Сегодня уже невелико число людей, переживших энцефалит, людей, которые, невзирая на паркинсонизм, тики или другие проблемы, все еще живут активной и независимой жизнью (см., например, историю болезни Сесил М.). Это счастливое меньшинство, которое по тем или иным причинам сумело удержаться на плаву и не пойти на дно болезни, инвалидности, зависимости, деморализации и т. д. – не дало увлечь себя поезду паркинсонических зол. Но для большинства пациентов, перенесших энцефалит – вследствие тяжести заболевания, их слабостей и склонностей или простого невезения, – судьба уготовила куда более темное и безрадостное будущее.

Мы уже подчеркивали нераздельное единство болезни пациента, его «я» и его мира, и как все эти составляющие, сплетенные многообразными взаимодействиями и бесконечными порочными кругами, могут погрузить больного в надир его существования. Какой вклад в это опускание на дно вносят те или иные факторы, можно, вероятно, раскрыть в процессе длительного интимного контакта с каждым конкретным больным, но к этим факторам невозможно приложить обобщающее, универсально пригодное для всех случаев лекало. Можно лишь сказать, что большинство выживших пациентов опускались в болезнь все глубже и глубже, круг за кругом, углубляясь в заболевание, безнадежность и невообразимое одиночество, их одиночество, которое стало самым невыносимым из всего, что им пришлось пережить.

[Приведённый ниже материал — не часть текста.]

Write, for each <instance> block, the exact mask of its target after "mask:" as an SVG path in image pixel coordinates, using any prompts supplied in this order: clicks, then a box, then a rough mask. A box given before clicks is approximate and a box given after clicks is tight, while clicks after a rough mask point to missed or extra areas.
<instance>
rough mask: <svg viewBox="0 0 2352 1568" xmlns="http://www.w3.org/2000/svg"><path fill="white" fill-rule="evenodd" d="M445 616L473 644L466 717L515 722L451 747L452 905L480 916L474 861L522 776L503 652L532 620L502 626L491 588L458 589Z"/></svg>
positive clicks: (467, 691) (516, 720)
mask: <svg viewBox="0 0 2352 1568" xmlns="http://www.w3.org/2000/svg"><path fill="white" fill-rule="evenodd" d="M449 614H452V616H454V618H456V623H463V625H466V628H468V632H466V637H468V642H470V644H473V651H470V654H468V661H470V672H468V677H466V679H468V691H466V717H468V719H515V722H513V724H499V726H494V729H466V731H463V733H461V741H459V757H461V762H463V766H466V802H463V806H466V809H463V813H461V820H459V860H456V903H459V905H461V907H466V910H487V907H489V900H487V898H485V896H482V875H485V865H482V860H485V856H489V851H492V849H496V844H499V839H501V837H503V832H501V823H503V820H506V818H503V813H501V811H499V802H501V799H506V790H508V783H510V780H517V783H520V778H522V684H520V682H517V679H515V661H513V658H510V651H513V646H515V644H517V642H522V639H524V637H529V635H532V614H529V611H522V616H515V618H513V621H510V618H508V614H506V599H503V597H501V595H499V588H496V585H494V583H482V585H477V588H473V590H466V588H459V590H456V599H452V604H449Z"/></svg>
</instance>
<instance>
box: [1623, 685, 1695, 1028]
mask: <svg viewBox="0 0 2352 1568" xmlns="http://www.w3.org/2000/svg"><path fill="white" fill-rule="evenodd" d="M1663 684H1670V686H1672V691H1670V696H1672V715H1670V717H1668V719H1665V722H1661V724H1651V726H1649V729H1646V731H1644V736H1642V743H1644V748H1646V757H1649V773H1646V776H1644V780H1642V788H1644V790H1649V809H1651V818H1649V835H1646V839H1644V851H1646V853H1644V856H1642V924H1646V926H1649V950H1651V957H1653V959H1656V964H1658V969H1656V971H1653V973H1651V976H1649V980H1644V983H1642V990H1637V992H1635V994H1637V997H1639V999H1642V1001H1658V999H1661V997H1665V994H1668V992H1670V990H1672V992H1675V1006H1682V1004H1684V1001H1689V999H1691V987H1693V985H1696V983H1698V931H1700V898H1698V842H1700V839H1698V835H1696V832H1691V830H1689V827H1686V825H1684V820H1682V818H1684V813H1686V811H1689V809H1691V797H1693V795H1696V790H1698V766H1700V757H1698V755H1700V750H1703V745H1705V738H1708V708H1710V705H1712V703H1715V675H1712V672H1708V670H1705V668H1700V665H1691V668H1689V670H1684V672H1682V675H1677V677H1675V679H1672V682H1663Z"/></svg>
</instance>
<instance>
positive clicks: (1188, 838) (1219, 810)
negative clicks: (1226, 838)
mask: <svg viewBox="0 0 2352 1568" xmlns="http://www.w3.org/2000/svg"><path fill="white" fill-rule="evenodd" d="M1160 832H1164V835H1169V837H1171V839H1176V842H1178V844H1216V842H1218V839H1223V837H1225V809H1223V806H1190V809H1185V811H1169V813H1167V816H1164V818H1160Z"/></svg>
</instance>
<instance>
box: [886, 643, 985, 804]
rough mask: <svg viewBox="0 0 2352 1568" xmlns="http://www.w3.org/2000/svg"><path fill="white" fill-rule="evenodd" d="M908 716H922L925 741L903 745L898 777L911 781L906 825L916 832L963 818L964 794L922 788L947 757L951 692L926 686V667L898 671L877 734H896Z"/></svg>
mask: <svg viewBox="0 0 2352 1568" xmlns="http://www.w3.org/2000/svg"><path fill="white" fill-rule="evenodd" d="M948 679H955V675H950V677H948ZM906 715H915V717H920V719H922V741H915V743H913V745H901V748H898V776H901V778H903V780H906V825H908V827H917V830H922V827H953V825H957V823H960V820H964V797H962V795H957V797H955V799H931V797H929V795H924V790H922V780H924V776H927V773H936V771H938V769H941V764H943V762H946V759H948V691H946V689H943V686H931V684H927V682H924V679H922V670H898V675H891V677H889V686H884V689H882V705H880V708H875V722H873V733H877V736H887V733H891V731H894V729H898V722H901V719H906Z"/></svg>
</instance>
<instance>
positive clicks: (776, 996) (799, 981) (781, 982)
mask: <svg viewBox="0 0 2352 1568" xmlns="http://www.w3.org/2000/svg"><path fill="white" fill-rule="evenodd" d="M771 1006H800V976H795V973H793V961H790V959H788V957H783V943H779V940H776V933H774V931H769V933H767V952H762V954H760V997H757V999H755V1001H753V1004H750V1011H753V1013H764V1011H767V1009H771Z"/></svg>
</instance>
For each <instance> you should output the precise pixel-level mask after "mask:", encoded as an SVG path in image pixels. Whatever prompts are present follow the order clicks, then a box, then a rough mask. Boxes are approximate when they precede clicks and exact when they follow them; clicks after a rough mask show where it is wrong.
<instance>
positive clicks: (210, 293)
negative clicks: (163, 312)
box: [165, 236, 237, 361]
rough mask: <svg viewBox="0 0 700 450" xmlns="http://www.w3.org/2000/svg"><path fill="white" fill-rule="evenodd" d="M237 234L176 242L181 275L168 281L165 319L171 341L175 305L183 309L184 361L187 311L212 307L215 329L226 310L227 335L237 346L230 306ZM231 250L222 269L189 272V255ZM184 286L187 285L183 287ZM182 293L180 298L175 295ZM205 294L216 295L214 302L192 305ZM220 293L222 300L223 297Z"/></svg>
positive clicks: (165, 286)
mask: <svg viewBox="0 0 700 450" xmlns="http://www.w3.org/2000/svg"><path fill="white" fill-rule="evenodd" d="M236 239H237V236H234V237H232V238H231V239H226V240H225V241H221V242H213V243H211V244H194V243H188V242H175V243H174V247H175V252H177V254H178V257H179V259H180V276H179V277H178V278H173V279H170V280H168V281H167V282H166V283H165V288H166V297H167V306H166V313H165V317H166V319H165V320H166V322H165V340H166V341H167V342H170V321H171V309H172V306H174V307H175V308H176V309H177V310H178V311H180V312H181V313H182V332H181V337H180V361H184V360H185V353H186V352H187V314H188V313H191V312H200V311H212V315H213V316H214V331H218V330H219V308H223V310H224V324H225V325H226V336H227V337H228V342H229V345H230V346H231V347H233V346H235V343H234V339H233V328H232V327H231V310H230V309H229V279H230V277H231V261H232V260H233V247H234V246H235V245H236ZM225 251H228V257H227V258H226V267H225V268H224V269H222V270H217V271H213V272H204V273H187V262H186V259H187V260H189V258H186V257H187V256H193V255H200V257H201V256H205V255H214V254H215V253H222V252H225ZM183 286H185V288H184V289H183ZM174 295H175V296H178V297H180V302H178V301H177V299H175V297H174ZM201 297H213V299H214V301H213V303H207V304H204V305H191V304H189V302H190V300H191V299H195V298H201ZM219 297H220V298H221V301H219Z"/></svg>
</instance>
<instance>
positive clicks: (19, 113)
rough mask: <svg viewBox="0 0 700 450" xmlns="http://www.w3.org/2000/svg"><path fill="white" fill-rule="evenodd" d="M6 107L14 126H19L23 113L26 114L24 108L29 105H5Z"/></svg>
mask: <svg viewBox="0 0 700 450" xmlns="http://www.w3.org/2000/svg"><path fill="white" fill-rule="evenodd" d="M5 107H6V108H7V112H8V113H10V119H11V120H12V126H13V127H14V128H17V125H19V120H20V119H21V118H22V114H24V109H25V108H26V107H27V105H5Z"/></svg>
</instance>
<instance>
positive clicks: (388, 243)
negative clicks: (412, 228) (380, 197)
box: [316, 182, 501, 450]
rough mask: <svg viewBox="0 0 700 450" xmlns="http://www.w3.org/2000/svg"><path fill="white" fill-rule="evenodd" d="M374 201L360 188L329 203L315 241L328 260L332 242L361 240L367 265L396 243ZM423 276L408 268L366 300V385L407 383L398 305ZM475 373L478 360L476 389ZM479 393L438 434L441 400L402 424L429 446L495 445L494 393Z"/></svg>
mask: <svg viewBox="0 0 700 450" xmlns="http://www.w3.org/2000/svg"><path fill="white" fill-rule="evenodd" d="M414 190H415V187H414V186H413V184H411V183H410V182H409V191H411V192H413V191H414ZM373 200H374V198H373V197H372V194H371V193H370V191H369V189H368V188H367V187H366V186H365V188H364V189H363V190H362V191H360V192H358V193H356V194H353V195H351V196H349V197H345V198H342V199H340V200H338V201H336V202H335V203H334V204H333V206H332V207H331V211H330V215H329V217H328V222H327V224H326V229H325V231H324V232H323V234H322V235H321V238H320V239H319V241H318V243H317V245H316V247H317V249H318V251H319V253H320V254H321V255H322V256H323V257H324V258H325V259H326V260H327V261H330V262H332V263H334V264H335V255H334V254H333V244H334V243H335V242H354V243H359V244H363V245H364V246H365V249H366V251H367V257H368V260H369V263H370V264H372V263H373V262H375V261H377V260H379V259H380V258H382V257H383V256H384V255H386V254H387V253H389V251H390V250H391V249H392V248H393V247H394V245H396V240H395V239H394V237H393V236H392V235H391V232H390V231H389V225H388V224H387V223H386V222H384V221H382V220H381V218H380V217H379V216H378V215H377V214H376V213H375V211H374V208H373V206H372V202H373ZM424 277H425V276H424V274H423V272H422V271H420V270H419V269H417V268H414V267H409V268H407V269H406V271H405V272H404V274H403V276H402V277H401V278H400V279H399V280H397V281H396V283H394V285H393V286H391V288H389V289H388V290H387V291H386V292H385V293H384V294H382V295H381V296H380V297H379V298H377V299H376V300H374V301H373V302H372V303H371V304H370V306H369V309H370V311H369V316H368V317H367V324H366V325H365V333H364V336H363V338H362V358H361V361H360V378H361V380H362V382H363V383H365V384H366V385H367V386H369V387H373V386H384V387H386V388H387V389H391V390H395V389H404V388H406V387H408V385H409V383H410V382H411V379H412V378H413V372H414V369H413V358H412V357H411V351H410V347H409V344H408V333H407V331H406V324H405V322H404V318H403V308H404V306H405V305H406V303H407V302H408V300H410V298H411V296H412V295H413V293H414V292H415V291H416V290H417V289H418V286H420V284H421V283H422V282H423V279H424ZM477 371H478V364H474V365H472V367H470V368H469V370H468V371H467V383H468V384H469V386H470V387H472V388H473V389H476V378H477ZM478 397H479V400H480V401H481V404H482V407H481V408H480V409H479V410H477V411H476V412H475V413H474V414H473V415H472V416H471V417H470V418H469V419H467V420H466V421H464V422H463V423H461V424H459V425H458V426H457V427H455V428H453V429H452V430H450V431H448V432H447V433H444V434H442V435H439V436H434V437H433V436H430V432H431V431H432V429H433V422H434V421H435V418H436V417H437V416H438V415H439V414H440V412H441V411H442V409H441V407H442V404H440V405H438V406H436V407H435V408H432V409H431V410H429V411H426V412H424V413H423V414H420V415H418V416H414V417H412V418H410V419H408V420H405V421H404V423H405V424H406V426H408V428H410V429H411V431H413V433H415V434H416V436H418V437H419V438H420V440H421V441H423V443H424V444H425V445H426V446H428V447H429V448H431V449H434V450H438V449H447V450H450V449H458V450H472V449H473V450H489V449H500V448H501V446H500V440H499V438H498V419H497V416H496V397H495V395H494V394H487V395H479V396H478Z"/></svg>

«Как сама болезнь есть величайшая тайна, так и величайшая тайна болезни есть одиночество… Одиночество – мука, какой не угрожает нам даже ад».

Донн

Характер их болезни изменился. Первые дни эпидемии были временем кипения и страшного возбуждения, патологической говорливости, обилия движений и непроизвольных тиков, импульсивных действий и порывистых движений, маний и кризов, любопытства и страстей. К концу двадцатых годов острая фаза болезни осталась позади, энцефалитический синдром остыл и начал кристаллизоваться, как замерзающая вода. В начале двадцатых состояние неподвижности и оцепенения встречалось нечасто, но, начиная с 1930 года, оно стало накатываться на выживших больных огромной, вялой и медленной волной, окутывая их метафорическим (но не физиологическим) эквивалентом сна или смерти.

Паркинсонизм, кататония, меланхолия, транс, пассивность, обездвиженность, холодность, апатия – таковы были качественные определения длившегося десятилетия «сна», который сомкнулся над их головами с начала тридцатых годов. Некоторые пациенты в действительности впали в состояние безвременья, в стаз, лишенный каких бы то ни было событий, стаз, отчуждающий их от течения истории и жизни. Отдельные обстоятельства и происшествия – рев пожарной сирены, звук обеденного гонга, неожиданный приезд друзей или важные новости – могли внезапно оживить их на минуту. От такого возбуждения они становились чудесно оживленными и подвижными. Но то были редкие вспышки в глубинах окружавшего их мрака. По большей части они лежали неподвижные и безмолвные, безвольные и бездумные или охваченные мыслями и чувствами, застывшими для них в том моменте, когда долгий «сон» сомкнул свой непроницаемый шатер над их головами. Их ум оставался ясным и незамутненным, но все их существо, если можно так выразиться, оказалось запеленатым в твердый темный кокон.

Неспособные работать и удовлетворять свои потребности, создающие трудности ухаживающим за ними людям, беспомощные, погруженные в собственную беспомощность, стиснутые болезнью настолько, что потеряли возможность реагировать на окружающее или участвовать в нем, часто покинутые друзьями и семьей, не получая лечения, которое могло бы принести им пользу, эти пациенты попадали в специальные больницы для хронических больных, дома ухода и психиатрические лечебницы или специальные колонии. Там о них, как правило, забывали, они становились прокаженными наших дней. Так и умирали – тысячами и сотнями тысяч.

Но несмотря ни на что, многие из них продолжали жить. Их становилось все меньше, они старели и набирали болезни (хотя обычно выглядели моложе своих лет). По сути, их сделали узниками учреждений: они попали в глубочайшую изоляцию, лишились переживаний и в своем полузабытье и полусне грезили о том мире, в котором когда-то, очень давно, жили.